A su llegada, Genaro saludó con su alegría acostumbrada, vestía – y aun pasados sesenta años puedo recordarlo con nitidez – un chaquetón oro viejo que le cubría media pierna, y su cabello de negro ensortijado intenso, iba como solía llevarlo, peinado a la gomina.
Mi padre lo encaró de inmediato, y el hombre, que en un inicio desconoció su falta, con la abrumadora prueba aceptó el hecho, y ante la amenaza de ir a la cárcel, imploró lloroso, despojado del decoro, y ante mi incredulidad infantil se prosternó ante mi padre que lo observó conmovido y… en apariencia, no hubo consecuencias, porque Genaro, que con su elevada estatura y gallardo andar, merecía mi admiración y respeto, se marchó disminuido en su porte y en su dignidad, arrastrando la decencia que yo le había conocido, y dejándome a cambio la cruda enseñanza de que el orgullo, casi siempre despreciable, puede imponer la sentencia de que el cuerpo, en sus necesidades, siempre debe someterse al alma.
 
¿Puede el hastío de la honestidad, o la invocación a la falta de justicia, justificar el hurto o una acción prohibida? ¿Buscó Genaro en su acto la alabanza sin pensar que solo obtendría deshonra?
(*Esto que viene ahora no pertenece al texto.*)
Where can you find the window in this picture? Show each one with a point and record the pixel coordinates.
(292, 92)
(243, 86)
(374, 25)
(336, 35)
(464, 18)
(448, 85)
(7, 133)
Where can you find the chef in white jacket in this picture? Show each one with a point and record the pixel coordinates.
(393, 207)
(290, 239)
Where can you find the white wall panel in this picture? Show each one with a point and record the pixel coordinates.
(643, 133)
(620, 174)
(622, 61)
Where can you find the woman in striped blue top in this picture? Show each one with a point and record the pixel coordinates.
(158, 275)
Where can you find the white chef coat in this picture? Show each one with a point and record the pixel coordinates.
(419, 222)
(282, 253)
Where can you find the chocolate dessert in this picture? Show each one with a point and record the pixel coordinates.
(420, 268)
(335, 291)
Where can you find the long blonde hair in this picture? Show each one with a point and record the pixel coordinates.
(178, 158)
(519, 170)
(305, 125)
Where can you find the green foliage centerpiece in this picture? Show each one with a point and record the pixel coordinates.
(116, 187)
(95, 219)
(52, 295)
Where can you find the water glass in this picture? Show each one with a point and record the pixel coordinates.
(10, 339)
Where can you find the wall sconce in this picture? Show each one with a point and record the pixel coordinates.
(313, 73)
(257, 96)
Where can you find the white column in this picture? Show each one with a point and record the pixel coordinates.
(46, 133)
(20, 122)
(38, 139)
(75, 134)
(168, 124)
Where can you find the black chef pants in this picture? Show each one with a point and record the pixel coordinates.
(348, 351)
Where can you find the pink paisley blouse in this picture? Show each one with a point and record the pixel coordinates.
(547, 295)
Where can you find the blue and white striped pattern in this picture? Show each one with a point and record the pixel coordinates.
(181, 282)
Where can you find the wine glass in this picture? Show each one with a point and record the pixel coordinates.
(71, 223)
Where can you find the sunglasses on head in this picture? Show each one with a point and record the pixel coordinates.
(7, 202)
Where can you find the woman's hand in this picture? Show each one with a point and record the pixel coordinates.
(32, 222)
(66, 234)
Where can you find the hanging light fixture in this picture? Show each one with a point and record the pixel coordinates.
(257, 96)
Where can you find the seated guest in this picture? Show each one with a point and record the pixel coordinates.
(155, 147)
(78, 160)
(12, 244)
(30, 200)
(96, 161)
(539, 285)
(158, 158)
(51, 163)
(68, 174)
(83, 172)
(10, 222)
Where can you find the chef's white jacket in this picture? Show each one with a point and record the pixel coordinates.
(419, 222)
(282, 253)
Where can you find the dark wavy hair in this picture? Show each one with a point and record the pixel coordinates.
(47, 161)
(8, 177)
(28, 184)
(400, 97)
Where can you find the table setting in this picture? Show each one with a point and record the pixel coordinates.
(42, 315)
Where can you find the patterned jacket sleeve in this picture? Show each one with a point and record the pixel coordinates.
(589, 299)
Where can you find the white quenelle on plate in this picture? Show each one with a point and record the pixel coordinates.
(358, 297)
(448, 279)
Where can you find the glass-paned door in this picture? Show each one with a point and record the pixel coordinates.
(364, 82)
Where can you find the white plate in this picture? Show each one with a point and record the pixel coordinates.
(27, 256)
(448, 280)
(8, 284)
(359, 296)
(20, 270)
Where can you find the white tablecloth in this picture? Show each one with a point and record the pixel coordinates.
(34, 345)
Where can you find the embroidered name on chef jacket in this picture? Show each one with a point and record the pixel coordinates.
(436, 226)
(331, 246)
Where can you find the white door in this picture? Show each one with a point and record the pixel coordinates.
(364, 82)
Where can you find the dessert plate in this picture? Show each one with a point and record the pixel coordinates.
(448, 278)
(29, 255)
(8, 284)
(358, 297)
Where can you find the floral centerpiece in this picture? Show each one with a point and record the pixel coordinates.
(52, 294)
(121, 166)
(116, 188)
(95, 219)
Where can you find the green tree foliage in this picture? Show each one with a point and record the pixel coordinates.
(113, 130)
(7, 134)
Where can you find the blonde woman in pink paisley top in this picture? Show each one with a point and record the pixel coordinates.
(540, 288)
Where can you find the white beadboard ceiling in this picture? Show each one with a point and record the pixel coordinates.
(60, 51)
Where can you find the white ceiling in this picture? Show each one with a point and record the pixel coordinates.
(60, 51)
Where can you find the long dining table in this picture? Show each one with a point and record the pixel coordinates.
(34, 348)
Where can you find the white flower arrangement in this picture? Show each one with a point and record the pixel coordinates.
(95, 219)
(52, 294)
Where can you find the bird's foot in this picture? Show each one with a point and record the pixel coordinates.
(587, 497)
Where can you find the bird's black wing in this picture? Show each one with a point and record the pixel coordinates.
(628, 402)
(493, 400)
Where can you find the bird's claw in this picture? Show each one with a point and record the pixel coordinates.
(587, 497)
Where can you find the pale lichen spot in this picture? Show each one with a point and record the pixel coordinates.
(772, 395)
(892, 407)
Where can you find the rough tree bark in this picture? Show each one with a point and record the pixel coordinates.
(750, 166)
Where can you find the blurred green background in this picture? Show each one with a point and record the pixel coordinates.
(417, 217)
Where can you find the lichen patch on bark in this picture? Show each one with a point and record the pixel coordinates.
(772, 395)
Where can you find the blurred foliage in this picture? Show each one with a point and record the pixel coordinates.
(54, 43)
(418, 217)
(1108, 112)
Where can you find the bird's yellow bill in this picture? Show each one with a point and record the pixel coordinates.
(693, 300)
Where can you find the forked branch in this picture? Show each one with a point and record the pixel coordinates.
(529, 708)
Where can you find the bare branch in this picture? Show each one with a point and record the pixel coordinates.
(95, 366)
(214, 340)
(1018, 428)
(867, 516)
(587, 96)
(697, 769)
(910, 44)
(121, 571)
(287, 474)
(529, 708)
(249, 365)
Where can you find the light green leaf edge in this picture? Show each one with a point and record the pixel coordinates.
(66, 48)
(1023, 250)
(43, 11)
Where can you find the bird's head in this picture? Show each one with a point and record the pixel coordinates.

En mi niñez, tanto como el Pecado de Pensamiento – algo que nunca pude encauzar, pues siempre viajó libre de amarras - la Confesión me parecía un acto humillante, y una vez en que me opuse a ella - a la salida de la Misa - mi abuela me increpó con agresividad, y soporté la burla de mis amigos riendo, porque así, suele extinguirse la risa del resto. La lección me dejó la inquietante pregunta del límite entre la humildad y el orgullo, permanente debate que ha estremecido mi sangre.
 
En verdad, dos seres con probidades y lacras, concurren y vierten genes que el azar distribuye en proporción caprichosa, diferenciándonos la posesión de habilidades y vicios, pero siendo en esencia imperfectos, y el desconocimiento de defectos propone un hombre ideal, un arquetipo, al que la confesión puede sin embargo, impeler su condición de hombre.
Confesar nuestra intención - si tenemos el coraje de hacerlo - posee la virtud de apaciguar nuestra soberbia, y nos presenta con humildad, sin maquillaje, como lucimos al despertar, con la honestidad de ofrecernos tal cual somos, y parece un acertado camino hacia la felicidad.
 
Confesar una acción prohibida permite conocer la verdad, y expurgar una culpa, y es una forma de redención que sacude las cadenas que nos atan, y resulta indispensable para ser en verdad libres. De otra forma corremos el riesgo de padecer la esclavitud de Raskólnikov, el personaje de Dostoievski que solo al confesar su crimen logra su liberación.